Let ‘S’ be the sample space. Then, n(S) = 52.
Let A, B and C be the events of getting a king, a heart and a red card respectively.
Then, n(A) = 4, n(B) = 13, n(C) = 26
∴ P(A) = \(\frac{n(A)}{n(S)}= \frac{4}{52}\)
P(B) = \(\frac{n(B)}{n(S)}= \frac{13}{52}\)
P(C) = \(\frac{n(C)}{n(S)}=\frac{26}{52}\)
n(A ∩ B) = 1, n(B ∩ C) = 13, n(C ∩ A) = 2, n(A ∩ B ∩ C) = 1
⇒ P(A ∩ b) = \(\frac{1}{52}\) ⇒ P(B ∩ C) = \(\frac{13}{52}\)

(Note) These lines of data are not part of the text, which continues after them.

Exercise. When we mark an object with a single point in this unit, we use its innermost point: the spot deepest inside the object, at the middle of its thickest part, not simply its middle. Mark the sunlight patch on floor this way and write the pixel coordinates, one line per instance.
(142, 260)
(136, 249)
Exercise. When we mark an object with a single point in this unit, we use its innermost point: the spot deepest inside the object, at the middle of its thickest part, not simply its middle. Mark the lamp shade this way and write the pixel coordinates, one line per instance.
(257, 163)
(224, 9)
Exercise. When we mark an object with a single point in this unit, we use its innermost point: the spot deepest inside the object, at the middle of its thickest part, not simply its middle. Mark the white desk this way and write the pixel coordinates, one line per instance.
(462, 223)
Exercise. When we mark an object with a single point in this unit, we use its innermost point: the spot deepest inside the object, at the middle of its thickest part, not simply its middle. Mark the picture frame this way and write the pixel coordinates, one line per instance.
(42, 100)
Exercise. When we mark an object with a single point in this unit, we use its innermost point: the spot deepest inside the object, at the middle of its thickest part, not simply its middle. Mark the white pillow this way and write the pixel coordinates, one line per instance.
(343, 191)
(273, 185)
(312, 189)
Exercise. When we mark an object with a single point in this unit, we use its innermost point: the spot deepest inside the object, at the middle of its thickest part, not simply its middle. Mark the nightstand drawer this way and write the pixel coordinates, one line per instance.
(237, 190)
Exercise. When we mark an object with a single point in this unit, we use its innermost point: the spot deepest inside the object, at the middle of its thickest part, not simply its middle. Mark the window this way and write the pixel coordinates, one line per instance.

⇒ P(A ∩ B) = \(\frac{1}{52}\) ⇒ n(A ∩ B ∩ C) = \(\frac{1}{52}\)
We know–
P(A ∪ B ∪ C) = P(A) + P(B) + P(C) – P(A ∩ B) – P(B ∩ C) – P(C ∩ A) + P(A ∩ B ∩ C)
= \(\frac{4}{52}+\frac{13}{52}+\frac{26}{52}-\frac{1}{52}-\frac{13}{52}-\frac{2}{52}+\frac{1}{52}\)
= \(\frac{28}{52}\)
= \(\frac{7}{13}\)
Thus, the probability of getting a king, a heart of a red card is 7/13.